Garry44Garry44 - 2/19/2014 9:28:04 PM
-1 Boost
Labor-management partnerships or so-called "councils" are the result of a long, long evolutionary process that has few proponents outside of U.S. Federal Government circles where decision making can be partitioned between general housekeeping and mission-essential decisions reserved for the military command. It is naive to think that our inherently adversarial unions, particularly those whose upper echelons bear more resemblance to organized criminal enterprises than legitimate representational bodies, will ever mesh with a collaborative model like that enjoyed by unions in Europe.

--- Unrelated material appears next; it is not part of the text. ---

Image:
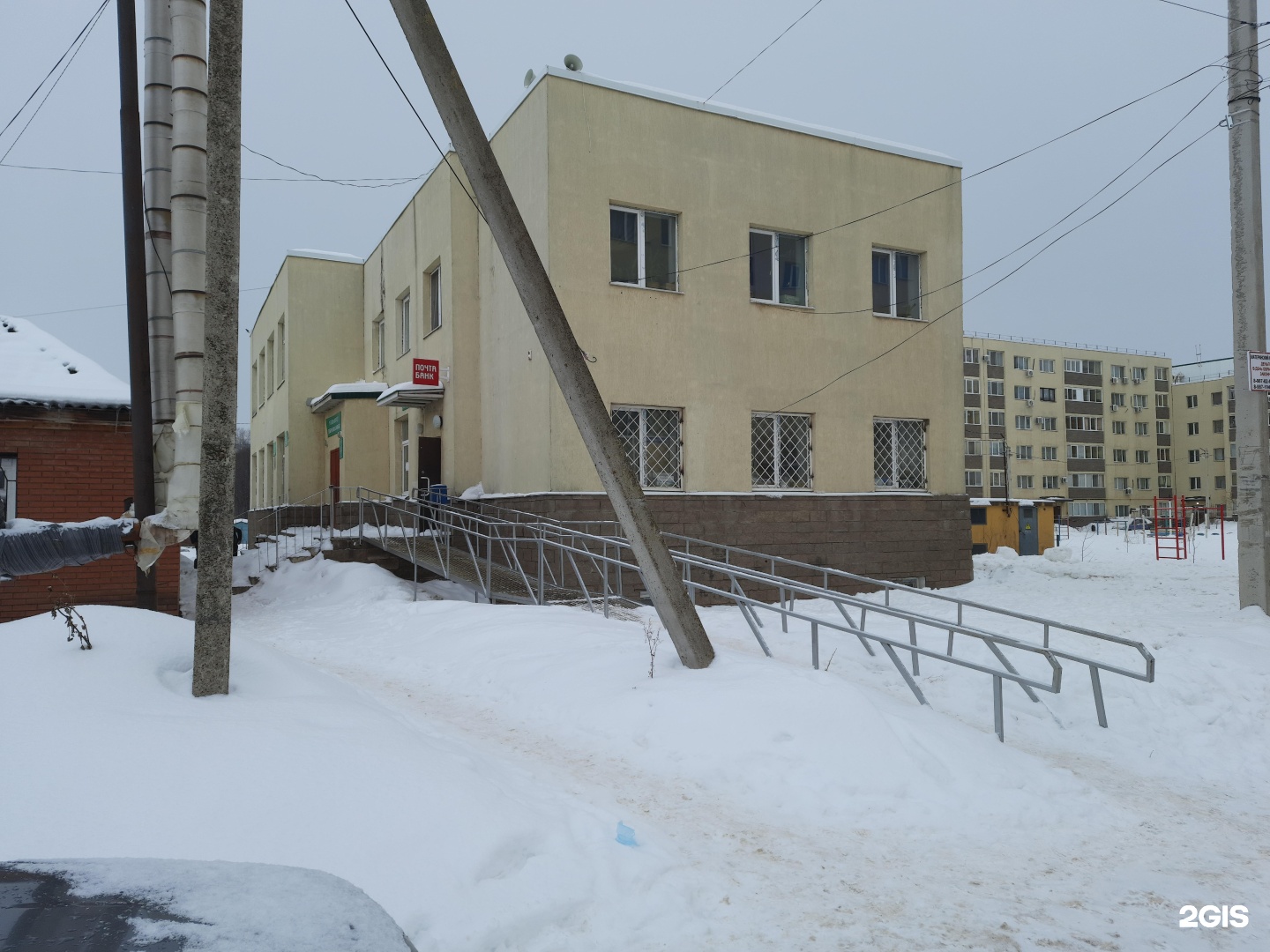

xjug1987axjug1987a - 2/21/2014 11:02:08 AM
0 Boost
The UAW will do ANYTHING, to continue to get the dues.... these comments by VW's labor rep in Germany stinks of an orchestrated effort to intimidate and FORCE the union on the Chattanooga employees. The UAW is cancer period. VW may not care about whether they organize or not but they care about costs, so if Chattanooga is unionized and Mexico isn't, guess where the further investment goes, not to Tennessee... its that simple.